2009年 07月 23日
おお、さすがやなあ!と唸らされた今月号のデジタルカメラマガジン
  同じ、インプレス社でもネットのデジカメWatchは硬軟取り混ぜて結構楽しませてもらっているが、デジタルカメラマガジン(DCM)と言うのは、DSLRの記事が主体で且つ機種比較記事となると、やはり「メジャーなスポンサーさんに支えているメジャー雑誌」を感じさせる。雑誌を支えるユーザー目線に偏らず、もう一方の支えてでもあるスポンサーさんにもきちんと配慮した大人の雑誌作りと言えようか、、ということで与太話である。

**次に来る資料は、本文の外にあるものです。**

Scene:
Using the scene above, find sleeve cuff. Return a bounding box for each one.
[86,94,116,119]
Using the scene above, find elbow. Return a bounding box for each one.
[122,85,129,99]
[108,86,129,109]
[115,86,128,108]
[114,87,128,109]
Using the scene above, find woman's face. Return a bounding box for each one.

  夏冬のボーナス時期にはお買い物の一助に言うことだろうか、機種比較記事というものが恒例の企画と言えるだろう。今回のDCMでは特集1として「デジタル一眼レフ主要15機種その傾向と対策」というものだ。2009年7月現在でDSLRは9メーカー29機種あるそうで、その中の二強+オリ、ソニー、ペンタの15機種を登場させて項目別にABC等をつけてあれこれ比較した後、各機種その特性を見据えた使いこなしを紹介するという企画である。

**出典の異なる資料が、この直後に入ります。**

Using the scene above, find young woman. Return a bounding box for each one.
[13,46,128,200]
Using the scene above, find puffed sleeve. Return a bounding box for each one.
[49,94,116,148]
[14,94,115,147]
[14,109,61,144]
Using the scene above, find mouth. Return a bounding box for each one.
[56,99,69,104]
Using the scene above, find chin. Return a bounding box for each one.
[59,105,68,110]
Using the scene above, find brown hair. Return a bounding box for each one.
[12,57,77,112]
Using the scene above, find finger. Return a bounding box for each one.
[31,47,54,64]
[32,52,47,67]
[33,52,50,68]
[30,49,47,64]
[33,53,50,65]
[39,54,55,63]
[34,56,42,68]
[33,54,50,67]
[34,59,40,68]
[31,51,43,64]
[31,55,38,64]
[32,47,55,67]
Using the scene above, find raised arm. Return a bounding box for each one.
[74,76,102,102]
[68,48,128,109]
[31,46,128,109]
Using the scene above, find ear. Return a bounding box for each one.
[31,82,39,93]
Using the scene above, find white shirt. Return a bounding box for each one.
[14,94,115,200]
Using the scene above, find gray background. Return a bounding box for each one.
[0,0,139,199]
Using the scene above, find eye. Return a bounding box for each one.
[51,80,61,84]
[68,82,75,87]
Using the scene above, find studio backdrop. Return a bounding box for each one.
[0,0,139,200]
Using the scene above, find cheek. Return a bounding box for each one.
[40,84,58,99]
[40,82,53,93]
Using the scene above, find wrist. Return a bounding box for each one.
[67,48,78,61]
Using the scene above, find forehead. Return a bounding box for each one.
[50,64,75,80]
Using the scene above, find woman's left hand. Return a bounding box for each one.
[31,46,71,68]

  内容は、読んで頂くとしてちなみに、オリのエントリーはE-30とE-620。で、パナソニック、オリ共マイクロフォーサーズ勢のエントリーはゼロである。今、このレフレス一眼をどのカテゴリに入れるかなどというのは結構気にする人は気にする話題であるので、私は当初、「なるほど老舗のデジカメ雑誌さんだけあってそこはDSLRはあくまで一眼レフという筋を通したのかな」と思った。それはそれで、一つの見識ではある。DCMはそういう認識でやるというのであればこれはそれぞれの雑誌の個性というものだからだ。

  問題は、今回特集2として、巻末に「一眼レフユーザーが満足出来るサブカメラを選ぶ」という別特集を組んだ上で、そこにE-P1,G1,GH1のマイクロ勢にプラスDP2を入れた4機種の特集を組んでいるところだ。「サブカメラとして提案する4機種」で始まり、メイン=一眼レフという目線で、最後に「サブカメラになりえる4機種」と言うことで論評がなされている。

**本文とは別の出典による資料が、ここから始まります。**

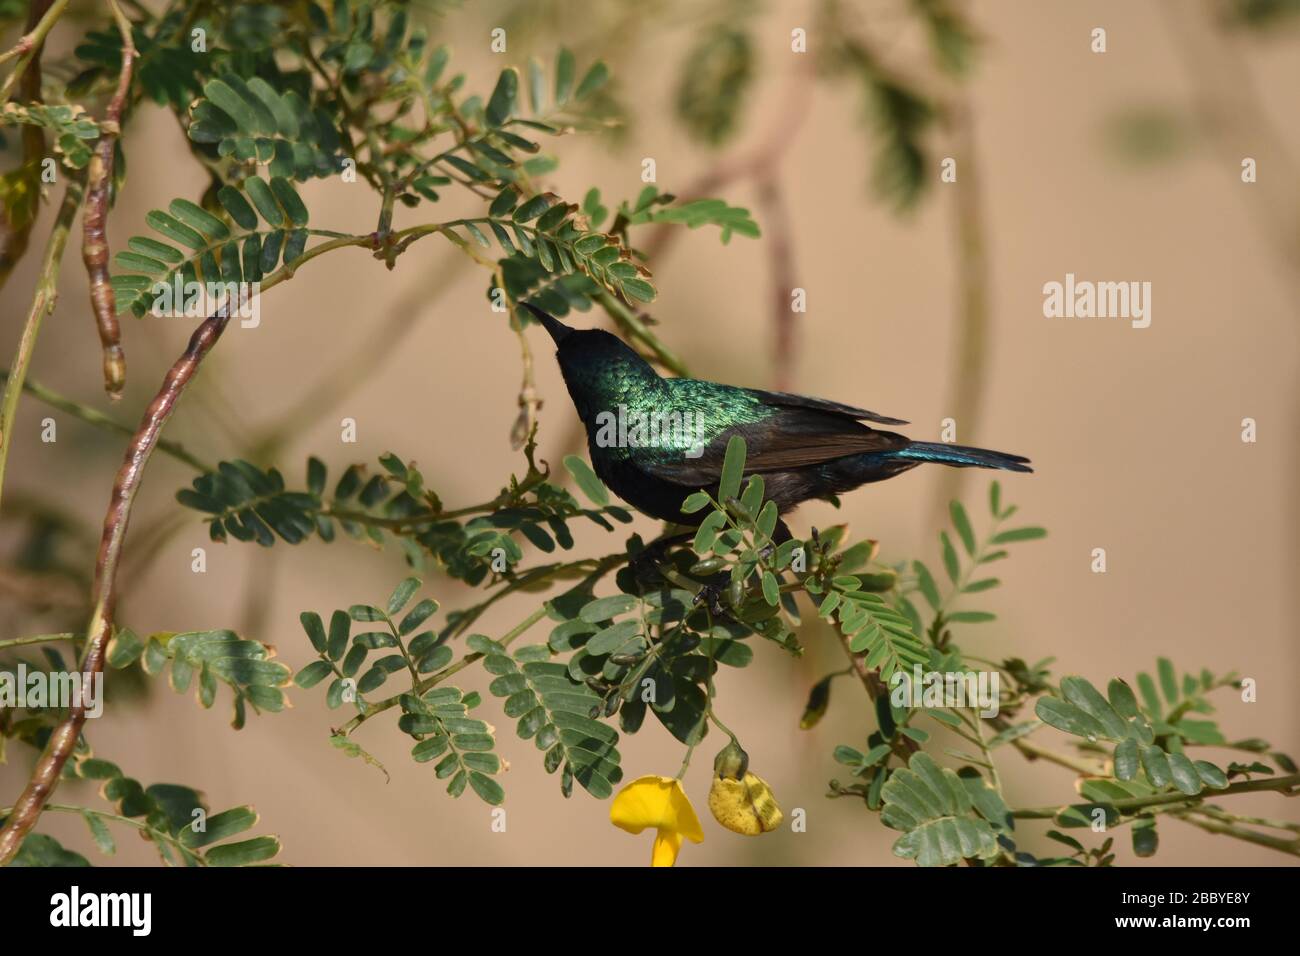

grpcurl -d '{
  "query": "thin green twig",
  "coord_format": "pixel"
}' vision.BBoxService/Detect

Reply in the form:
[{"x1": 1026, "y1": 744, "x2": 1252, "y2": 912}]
[{"x1": 0, "y1": 177, "x2": 84, "y2": 519}]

 読まれた方はわかると思うが、先ずはメインに使う機材は「一眼レフであろう」という前提から、それと併用するに値するあくまでサブのカメラという目線が刷り込まれるような感じだ。従って、機能性ではDSLRの入ったバッグに詰め込めるかどうかの「小型軽量」である。また、画質に関して機種コメントでは高感度他ほめるところはあっても、本文では、「一眼レフに勝るとも劣らない」の前に「サブカメラと言えども」という枕詞が着く。

 何か、いかにもの区分けだなあ?そもそも、DSLRなんて重くてメインにも使いたくないやいということでG1やE-P1をこそメインに使って時々重くても持ち出す時だけDSLRをサブに使う人や、そもそもDSLRを使わない人はどうなるんじゃい!と突っ込みたくなるところだ。「主要15機種」と言いながらDSLRもフルサイズからエントリー、或いは旧機種まで入り乱れているにもかかわらず、ひっくるめてこれらは「DSLRだからメイン」でそれ以外のマイクロ等は「サブカメラ」というのは、何となく大丈夫かい?と言う気がした。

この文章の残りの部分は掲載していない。